Après ces deux jours, changement de lieu, sur notre pirogue encore... 2 heures de barque sous un soleil éclatant, sans crème solaire et sans chapeau avec la réverbération de l’eau de la rivière, intéressante expérience pour voir à quel point tu peux brûler... ces 2 heures de barques nous ont mené plus au nord sur la rivière, à la découverte d’une autre maison traditionnelle, tout aussi impressionnante mais en meilleur état. C’était un lieu historique, car ce fut le lieu où un traité de paix entre les Hollandais et plusieurs tribus Dayaks fut signé. Les représentants des tribus Dayaks vinrent de toutes les parts de Kalimantan, à pied, en barque... Les Dayaks sont réputés pour leur connaissance de la jungle, de la magie et de la célérité... Une tribu, vivant retirée dans les montagnes, est réputée courir si vite qu’on ne peut les apercevoir...
Ensuite ce fut 4 ou 5 heures de barque pour revenir sur nos pas, redescendre la rivière, retrouver une route et reprendre la voiture.
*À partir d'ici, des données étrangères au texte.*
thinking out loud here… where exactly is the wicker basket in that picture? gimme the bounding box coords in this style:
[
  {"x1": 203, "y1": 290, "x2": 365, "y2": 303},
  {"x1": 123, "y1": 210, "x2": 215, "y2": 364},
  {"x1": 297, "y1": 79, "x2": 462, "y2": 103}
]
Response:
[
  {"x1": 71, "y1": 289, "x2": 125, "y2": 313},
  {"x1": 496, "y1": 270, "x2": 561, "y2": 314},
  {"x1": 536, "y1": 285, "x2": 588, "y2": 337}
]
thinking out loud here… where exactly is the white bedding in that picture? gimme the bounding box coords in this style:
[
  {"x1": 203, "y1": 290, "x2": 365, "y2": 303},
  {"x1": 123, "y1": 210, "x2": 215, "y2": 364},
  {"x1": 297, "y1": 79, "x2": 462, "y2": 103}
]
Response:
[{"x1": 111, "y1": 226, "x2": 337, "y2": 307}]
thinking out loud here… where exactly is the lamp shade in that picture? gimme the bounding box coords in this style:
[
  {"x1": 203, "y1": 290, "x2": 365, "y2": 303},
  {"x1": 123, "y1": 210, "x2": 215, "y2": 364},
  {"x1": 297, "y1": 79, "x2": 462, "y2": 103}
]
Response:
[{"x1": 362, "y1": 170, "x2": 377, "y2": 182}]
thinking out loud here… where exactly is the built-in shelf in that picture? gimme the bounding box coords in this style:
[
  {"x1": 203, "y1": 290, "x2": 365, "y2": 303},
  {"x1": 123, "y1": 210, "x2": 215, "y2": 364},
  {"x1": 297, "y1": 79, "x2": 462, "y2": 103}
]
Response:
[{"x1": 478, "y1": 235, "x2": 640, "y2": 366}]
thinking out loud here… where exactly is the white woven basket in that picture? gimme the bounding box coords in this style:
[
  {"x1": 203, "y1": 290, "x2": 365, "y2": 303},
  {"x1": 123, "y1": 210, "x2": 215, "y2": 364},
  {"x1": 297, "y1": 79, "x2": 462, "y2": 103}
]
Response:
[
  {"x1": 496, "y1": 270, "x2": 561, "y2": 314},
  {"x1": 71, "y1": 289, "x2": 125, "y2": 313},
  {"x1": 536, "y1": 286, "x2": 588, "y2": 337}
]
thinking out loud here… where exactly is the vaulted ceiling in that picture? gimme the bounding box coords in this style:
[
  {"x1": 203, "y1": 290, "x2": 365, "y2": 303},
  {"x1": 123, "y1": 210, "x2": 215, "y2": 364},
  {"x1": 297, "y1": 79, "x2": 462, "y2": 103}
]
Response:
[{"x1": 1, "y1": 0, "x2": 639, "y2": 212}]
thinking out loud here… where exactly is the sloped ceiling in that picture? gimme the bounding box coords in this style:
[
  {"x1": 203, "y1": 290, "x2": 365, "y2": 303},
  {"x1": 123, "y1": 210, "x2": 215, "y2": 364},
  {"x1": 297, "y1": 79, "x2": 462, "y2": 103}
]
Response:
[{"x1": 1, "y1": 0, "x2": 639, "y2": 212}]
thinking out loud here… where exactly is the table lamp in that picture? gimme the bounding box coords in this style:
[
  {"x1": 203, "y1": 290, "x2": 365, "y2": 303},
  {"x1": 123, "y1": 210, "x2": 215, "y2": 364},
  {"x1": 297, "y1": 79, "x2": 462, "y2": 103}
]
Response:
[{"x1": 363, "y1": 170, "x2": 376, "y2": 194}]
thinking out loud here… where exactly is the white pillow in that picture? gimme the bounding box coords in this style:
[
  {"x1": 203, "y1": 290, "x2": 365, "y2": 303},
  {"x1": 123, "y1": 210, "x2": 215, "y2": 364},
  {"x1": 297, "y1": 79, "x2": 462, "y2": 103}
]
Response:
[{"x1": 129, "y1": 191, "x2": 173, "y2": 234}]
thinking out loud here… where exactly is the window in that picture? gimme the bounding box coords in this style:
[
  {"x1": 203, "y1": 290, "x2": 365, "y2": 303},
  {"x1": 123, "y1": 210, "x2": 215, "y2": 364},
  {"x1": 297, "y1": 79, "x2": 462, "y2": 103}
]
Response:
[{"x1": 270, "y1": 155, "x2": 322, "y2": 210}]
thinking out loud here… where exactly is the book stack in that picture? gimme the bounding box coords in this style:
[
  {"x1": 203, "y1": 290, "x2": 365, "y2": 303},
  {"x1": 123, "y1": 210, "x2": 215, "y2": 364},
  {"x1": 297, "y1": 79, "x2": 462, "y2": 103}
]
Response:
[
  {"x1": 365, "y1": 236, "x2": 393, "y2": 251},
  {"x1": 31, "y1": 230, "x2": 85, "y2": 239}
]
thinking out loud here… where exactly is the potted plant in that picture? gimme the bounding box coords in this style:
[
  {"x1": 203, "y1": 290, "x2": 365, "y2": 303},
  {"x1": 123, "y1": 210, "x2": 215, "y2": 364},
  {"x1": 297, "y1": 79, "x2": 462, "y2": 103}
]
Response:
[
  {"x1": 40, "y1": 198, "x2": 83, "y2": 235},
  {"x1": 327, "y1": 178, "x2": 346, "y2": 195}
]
Le soleil était fort mais rendait le paysage, le ciel, la rivière magnifique... Je me suis laissée porter par le sentiment de me trouver là, au milieu de la jungle de Kalimantan, sur cette rivière qui semble le cœur, le centre de la vie de ces Dayaks... un peu et même beaucoup effrayée par les rapides que nous croisions, qui faisait tanguer la barque... J’ai appliqué mon expérience du rafting : prier, prier et encore prier... Au début, à chaque fois que nous croisions un rapide, Gaye me lançait un regard du genre : "n’oublie pas de prier..." On commence tous à avoir l’habitude, quelque soit le moyen de transport que l’on peut prendre en Indonésie, il vaut mieux prier avant et pas trop y penser...
Nous sommes passés devant l’un des lieux sacrés Dayaks, un énorme rocher... C’était très beau mais plein de rapides effrayants... On pouvait sentir, encore une fois, que c’était vivant, habité et que ces rapides étaient peut-être un moyen de protéger le lieu... ou alors ce n’était que mon imagination.
Après ces 4 jours, baignés d’histoires, de magie, de symboles, de découvertes, nous voilà rentrer dans la civilisation, chemin en sens inverse sur cette terre rouge et cahoteuse qui nous porte vers notre petit confort de Rungan Sari.